The goal of this assignment is to explore regularization techniques. The original notebook can be found here

Import libraries¶

# These are all the modules we'll be using later. Make sure you can import them
# before proceeding further.
from __future__ import print_function
from tqdm import tnrange
import numpy as np
import tensorflow as tf
from six.moves import cPickle as pickle

Load NotMNIST dataset¶

First reload the data we generated in 1_notmnist.ipynb.

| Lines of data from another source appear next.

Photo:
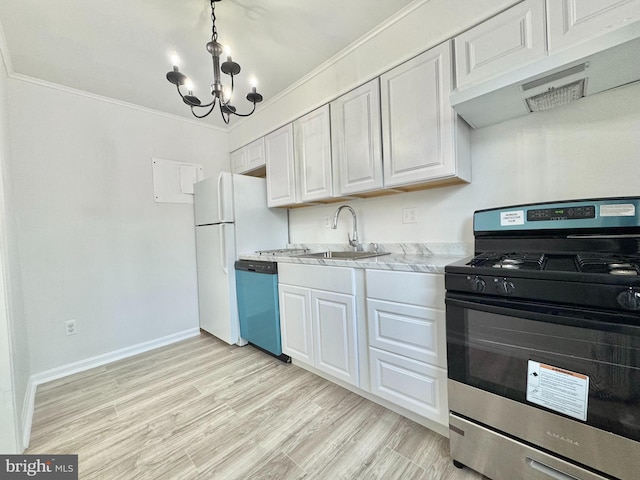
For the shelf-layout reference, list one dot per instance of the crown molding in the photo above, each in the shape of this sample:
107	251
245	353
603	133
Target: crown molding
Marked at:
101	98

pickle_file = 'datasets/notMNIST.pickle'

with open(pickle_file, 'rb') as f:
    save = pickle.load(f)
    X_train = save['train_dataset']
    Y_train = save['train_labels']
    X_valid = save['valid_dataset']
    Y_valid = save['valid_labels']
    X_test = save['test_dataset']
    Y_test = save['test_labels']
    del save  # hint to help gc free up memory
    print('Training set', X_train.shape, Y_train.shape)
    print('Validation set', X_valid.shape, Y_valid.shape)
    print('Test set', X_test.shape, Y_test.shape)

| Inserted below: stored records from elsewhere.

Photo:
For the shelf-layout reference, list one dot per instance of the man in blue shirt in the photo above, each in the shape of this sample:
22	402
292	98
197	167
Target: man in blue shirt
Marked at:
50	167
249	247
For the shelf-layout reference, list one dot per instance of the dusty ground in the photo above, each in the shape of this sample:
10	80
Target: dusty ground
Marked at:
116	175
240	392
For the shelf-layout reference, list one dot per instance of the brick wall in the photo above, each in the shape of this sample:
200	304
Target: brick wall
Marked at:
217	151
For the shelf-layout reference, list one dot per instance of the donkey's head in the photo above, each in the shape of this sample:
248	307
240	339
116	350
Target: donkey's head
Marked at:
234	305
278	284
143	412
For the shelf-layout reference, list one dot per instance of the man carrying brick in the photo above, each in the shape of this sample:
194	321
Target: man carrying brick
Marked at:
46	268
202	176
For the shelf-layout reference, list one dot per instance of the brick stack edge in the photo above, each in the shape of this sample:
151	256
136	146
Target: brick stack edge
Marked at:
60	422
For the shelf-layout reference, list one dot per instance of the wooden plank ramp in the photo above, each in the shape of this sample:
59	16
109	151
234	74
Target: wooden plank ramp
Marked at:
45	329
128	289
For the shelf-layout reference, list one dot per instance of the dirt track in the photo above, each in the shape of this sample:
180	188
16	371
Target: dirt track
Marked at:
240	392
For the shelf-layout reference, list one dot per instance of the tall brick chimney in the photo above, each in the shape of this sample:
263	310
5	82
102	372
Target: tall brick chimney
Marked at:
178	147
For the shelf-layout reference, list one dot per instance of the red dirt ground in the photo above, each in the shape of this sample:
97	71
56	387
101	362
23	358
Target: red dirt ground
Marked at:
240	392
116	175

Training set (200000, 28, 28) (200000,)
Validation set (10000, 28, 28) (10000,)
Test set (10000, 28, 28) (10000,)

Reformat dataset¶

Reformat into a shape that's more adapted to the models we're going to train:

data as a flat matrix,
labels as float 1-hot encodings.

As I did in previous notebook, this reformat operation will be different from the operation suggested by the original notebook.

image_size = 28
num_labels = 10


def reformat(dataset, labels):
    dataset = dataset.reshape((-1, image_size * image_size)).astype(np.float32).T
    
    # Map 0 to [1.0, 0.0, 0.0 ...], 1 to [0.0, 1.0, 0.0 ...]
    labels = (np.arange(num_labels) == labels[:, None]).astype(np.float32).T
    return dataset, labels


X_train, Y_train = reformat(X_train, Y_train)
X_valid, Y_valid = reformat(X_valid, Y_valid)
X_test, Y_test = reformat(X_test, Y_test)
print('Training set', X_train.shape, Y_train.shape)
print('Validation set', X_valid.shape, Y_valid.shape)
print('Test set', X_test.shape, X_test.shape)

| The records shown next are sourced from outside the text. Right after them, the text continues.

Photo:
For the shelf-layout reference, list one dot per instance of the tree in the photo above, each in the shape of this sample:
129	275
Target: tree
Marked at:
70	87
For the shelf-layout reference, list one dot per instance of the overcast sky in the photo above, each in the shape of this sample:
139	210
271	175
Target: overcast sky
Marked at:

Training set (784, 200000) (10, 200000)
Validation set (784, 10000) (10, 10000)
Test set (784, 10000) (784, 10000)

Using Accuracy as Default Metric¶

Because as we explored before, there exist no unbalanced problem in the dataset,
so accuracy alone will be sufficient for evaluating performance of our model on the classification task.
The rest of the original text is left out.